It is that time of year when all sorts of wine competitions take place and announce their annual procession of gold, silver and bronze medal winners.
Countless self-congratulatory press releases, blog posts, status updates and adverts will blast out in a storm of activity that will effectively drown out the benefit of any one win and leave only one certain winner, the competition itself.
Not only did the competition receive the fees, and it is the only constant in each and every message. Free branding. Well done! Have a Gold Medal for that!
Judging the ‘best spark’
I’ve been considering the vastness of the wine world and I understand the need to find a way to stand out from that crowd, but I am not at all certain that a wine competition with thousands of entries, and thousands of “winners” really helps.

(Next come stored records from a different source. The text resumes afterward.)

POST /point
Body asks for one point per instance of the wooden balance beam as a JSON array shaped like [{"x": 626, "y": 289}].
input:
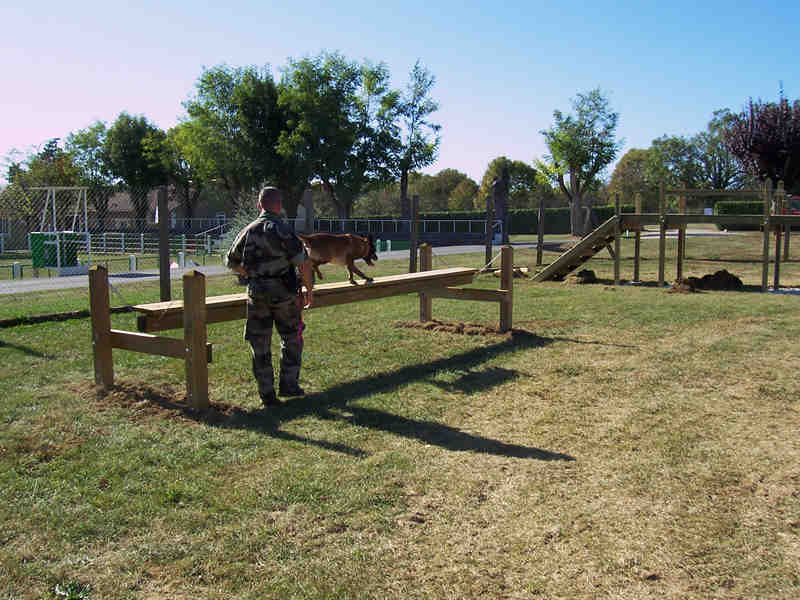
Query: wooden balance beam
[
  {"x": 159, "y": 316},
  {"x": 196, "y": 310}
]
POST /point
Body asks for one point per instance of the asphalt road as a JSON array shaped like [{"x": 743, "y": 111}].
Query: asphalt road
[{"x": 21, "y": 286}]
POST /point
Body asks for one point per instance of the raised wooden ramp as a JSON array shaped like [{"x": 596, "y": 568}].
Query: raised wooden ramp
[
  {"x": 159, "y": 316},
  {"x": 585, "y": 249}
]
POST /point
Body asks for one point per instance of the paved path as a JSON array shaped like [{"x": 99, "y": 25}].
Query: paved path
[{"x": 21, "y": 286}]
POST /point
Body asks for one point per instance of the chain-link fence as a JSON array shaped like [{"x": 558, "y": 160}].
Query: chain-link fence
[{"x": 51, "y": 236}]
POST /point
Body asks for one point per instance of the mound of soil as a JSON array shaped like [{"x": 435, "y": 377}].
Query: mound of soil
[
  {"x": 456, "y": 327},
  {"x": 581, "y": 277},
  {"x": 720, "y": 281},
  {"x": 146, "y": 402}
]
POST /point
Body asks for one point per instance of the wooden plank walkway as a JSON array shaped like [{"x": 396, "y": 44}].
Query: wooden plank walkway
[{"x": 159, "y": 316}]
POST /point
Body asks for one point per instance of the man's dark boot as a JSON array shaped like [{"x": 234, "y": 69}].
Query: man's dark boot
[
  {"x": 291, "y": 389},
  {"x": 269, "y": 399}
]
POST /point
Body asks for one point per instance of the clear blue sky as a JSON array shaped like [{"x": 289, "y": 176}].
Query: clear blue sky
[{"x": 500, "y": 70}]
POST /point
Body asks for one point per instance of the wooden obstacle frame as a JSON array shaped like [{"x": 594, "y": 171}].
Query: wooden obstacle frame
[
  {"x": 196, "y": 311},
  {"x": 770, "y": 222}
]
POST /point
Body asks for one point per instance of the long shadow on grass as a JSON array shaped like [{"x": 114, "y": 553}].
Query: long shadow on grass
[
  {"x": 339, "y": 397},
  {"x": 24, "y": 349}
]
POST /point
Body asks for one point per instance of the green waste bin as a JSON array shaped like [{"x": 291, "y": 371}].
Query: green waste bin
[{"x": 45, "y": 248}]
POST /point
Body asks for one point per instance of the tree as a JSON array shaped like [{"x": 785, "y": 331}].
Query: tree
[
  {"x": 676, "y": 161},
  {"x": 127, "y": 158},
  {"x": 721, "y": 169},
  {"x": 765, "y": 137},
  {"x": 170, "y": 152},
  {"x": 524, "y": 184},
  {"x": 464, "y": 196},
  {"x": 231, "y": 133},
  {"x": 338, "y": 124},
  {"x": 581, "y": 146},
  {"x": 632, "y": 176},
  {"x": 419, "y": 138},
  {"x": 87, "y": 149}
]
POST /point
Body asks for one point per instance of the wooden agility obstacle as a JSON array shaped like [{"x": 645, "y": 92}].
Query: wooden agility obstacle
[
  {"x": 779, "y": 225},
  {"x": 196, "y": 311}
]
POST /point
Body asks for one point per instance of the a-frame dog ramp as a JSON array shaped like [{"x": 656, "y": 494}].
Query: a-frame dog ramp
[{"x": 585, "y": 249}]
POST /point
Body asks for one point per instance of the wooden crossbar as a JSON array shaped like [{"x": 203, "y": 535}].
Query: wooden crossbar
[
  {"x": 197, "y": 310},
  {"x": 160, "y": 316}
]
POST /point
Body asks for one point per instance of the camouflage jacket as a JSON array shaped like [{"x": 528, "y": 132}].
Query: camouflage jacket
[{"x": 268, "y": 249}]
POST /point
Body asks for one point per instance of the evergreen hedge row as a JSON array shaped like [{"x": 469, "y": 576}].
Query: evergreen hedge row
[{"x": 739, "y": 207}]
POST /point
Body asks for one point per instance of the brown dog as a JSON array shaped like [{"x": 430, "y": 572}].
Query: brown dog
[{"x": 340, "y": 249}]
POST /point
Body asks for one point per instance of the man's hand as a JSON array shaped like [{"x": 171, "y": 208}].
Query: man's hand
[
  {"x": 308, "y": 297},
  {"x": 240, "y": 271}
]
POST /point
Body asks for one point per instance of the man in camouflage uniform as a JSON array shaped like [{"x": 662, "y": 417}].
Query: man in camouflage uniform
[{"x": 267, "y": 253}]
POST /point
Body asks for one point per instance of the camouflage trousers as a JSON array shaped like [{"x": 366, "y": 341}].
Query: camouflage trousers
[{"x": 262, "y": 311}]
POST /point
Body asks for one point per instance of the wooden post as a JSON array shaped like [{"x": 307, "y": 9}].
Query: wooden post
[
  {"x": 194, "y": 337},
  {"x": 681, "y": 238},
  {"x": 101, "y": 326},
  {"x": 163, "y": 244},
  {"x": 779, "y": 199},
  {"x": 540, "y": 233},
  {"x": 489, "y": 230},
  {"x": 662, "y": 234},
  {"x": 412, "y": 260},
  {"x": 637, "y": 242},
  {"x": 507, "y": 283},
  {"x": 425, "y": 301},
  {"x": 617, "y": 232},
  {"x": 766, "y": 189}
]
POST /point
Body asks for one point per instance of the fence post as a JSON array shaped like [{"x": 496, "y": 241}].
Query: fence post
[
  {"x": 662, "y": 233},
  {"x": 540, "y": 233},
  {"x": 412, "y": 265},
  {"x": 194, "y": 337},
  {"x": 766, "y": 194},
  {"x": 101, "y": 326},
  {"x": 507, "y": 284},
  {"x": 163, "y": 244},
  {"x": 425, "y": 264},
  {"x": 617, "y": 232}
]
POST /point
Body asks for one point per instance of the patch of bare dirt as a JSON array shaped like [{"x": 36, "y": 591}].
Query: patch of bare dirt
[
  {"x": 451, "y": 327},
  {"x": 145, "y": 402},
  {"x": 720, "y": 281},
  {"x": 581, "y": 277}
]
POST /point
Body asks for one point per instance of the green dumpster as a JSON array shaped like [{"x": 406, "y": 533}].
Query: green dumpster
[{"x": 45, "y": 248}]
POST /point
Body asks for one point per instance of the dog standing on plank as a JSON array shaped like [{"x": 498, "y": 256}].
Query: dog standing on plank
[{"x": 340, "y": 249}]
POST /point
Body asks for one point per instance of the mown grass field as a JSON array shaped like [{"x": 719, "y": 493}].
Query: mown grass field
[{"x": 622, "y": 442}]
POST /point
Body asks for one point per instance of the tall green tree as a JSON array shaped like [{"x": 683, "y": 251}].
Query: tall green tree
[
  {"x": 231, "y": 132},
  {"x": 87, "y": 147},
  {"x": 581, "y": 145},
  {"x": 127, "y": 158},
  {"x": 720, "y": 167},
  {"x": 632, "y": 176},
  {"x": 419, "y": 136},
  {"x": 171, "y": 153},
  {"x": 338, "y": 124},
  {"x": 525, "y": 186}
]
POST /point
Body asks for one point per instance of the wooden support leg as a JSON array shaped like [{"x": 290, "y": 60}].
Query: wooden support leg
[
  {"x": 507, "y": 283},
  {"x": 681, "y": 252},
  {"x": 194, "y": 337},
  {"x": 425, "y": 301},
  {"x": 101, "y": 326}
]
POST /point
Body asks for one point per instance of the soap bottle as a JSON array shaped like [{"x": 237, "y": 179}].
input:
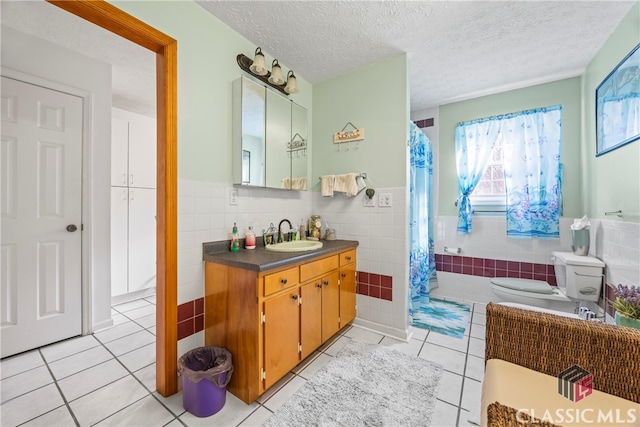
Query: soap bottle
[
  {"x": 250, "y": 239},
  {"x": 302, "y": 232},
  {"x": 235, "y": 240}
]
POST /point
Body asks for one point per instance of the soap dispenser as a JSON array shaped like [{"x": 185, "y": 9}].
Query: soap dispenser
[
  {"x": 235, "y": 239},
  {"x": 250, "y": 239},
  {"x": 302, "y": 231}
]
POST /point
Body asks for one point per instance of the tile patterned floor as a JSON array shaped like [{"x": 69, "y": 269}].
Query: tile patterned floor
[{"x": 108, "y": 379}]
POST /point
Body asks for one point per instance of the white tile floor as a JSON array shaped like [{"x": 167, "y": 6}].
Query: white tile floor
[{"x": 108, "y": 379}]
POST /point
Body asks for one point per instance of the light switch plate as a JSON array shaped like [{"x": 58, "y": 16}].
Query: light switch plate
[
  {"x": 385, "y": 200},
  {"x": 368, "y": 202}
]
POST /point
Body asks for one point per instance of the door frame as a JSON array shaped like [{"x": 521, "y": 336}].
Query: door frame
[{"x": 119, "y": 22}]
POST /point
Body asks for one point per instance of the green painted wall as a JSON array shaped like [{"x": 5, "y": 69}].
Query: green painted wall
[
  {"x": 611, "y": 181},
  {"x": 207, "y": 50},
  {"x": 565, "y": 92},
  {"x": 374, "y": 98}
]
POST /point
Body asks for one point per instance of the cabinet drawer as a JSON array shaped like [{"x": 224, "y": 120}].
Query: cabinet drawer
[
  {"x": 280, "y": 280},
  {"x": 318, "y": 268},
  {"x": 348, "y": 257}
]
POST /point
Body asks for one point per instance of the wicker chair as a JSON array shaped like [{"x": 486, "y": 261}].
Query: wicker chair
[{"x": 549, "y": 344}]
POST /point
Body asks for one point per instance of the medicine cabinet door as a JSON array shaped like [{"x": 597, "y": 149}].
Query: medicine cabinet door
[
  {"x": 249, "y": 133},
  {"x": 278, "y": 165}
]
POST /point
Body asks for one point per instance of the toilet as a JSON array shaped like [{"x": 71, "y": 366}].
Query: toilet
[{"x": 579, "y": 280}]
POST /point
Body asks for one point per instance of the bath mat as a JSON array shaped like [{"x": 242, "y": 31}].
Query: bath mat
[
  {"x": 365, "y": 385},
  {"x": 444, "y": 317}
]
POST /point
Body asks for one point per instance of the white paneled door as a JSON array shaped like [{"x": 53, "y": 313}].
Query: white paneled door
[{"x": 41, "y": 191}]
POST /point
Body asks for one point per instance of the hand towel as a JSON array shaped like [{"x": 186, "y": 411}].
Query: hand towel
[
  {"x": 299, "y": 183},
  {"x": 360, "y": 183},
  {"x": 346, "y": 183},
  {"x": 327, "y": 185}
]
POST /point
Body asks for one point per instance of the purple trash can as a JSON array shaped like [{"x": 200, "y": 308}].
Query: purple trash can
[{"x": 205, "y": 372}]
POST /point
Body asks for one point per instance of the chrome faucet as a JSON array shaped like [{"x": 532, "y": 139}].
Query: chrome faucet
[{"x": 280, "y": 236}]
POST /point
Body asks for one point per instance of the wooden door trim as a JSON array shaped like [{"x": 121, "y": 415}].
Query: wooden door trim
[{"x": 118, "y": 22}]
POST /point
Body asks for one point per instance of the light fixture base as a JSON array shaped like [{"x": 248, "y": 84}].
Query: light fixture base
[{"x": 245, "y": 62}]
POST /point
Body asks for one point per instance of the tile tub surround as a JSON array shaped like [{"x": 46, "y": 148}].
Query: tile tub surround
[
  {"x": 486, "y": 267},
  {"x": 615, "y": 242},
  {"x": 375, "y": 285}
]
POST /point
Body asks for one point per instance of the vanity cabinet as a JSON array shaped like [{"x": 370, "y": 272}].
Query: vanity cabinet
[
  {"x": 347, "y": 275},
  {"x": 271, "y": 320}
]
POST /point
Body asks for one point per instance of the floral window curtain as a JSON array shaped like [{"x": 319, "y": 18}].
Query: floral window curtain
[
  {"x": 474, "y": 142},
  {"x": 532, "y": 143},
  {"x": 422, "y": 261}
]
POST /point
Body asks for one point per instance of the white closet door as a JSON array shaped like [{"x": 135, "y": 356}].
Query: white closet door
[
  {"x": 119, "y": 240},
  {"x": 142, "y": 239},
  {"x": 142, "y": 152},
  {"x": 41, "y": 216},
  {"x": 119, "y": 152}
]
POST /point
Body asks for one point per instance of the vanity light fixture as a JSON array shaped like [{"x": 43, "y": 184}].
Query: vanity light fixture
[
  {"x": 276, "y": 74},
  {"x": 292, "y": 83},
  {"x": 273, "y": 78},
  {"x": 258, "y": 66}
]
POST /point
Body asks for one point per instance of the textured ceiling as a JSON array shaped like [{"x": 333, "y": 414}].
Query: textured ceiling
[{"x": 457, "y": 49}]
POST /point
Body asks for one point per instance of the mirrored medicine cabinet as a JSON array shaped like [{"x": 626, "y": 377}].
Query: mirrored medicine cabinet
[{"x": 269, "y": 138}]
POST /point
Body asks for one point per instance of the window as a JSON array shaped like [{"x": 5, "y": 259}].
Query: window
[
  {"x": 513, "y": 161},
  {"x": 491, "y": 189}
]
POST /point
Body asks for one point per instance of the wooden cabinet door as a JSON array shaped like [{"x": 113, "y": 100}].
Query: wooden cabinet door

Judging wines in an annual contest is a bit like judging the ‘best spark’ around a campfire. Millions are produced, some may even be brighter than others, but ultimately they all fade and leave little or nothing behind. What we should be looking for are those that can, and do, light the bloody fire and make something happen!
You’d think that after sitting in the dark, judging the intensity, duration and colour of the sparks flashing before their eyes, the judges themselves might ask themselves, “What’s the point”?
Some competitions may have stricter rules, more numerous categories, or more “qualified” judges, but fundamentally they are all doing the same thing.
What I long for personally is a competition that looks holistically at a wine – maybe at a track-record of quality production, but also at the story, the tradition or innovation, the ability to engage with consumers and more. Awards that are like achieving a masters degree not just aceing a school report.
Measuring the intensity of the fire produced, not the momentary spark.
Who can offer me that? I might then care about the results.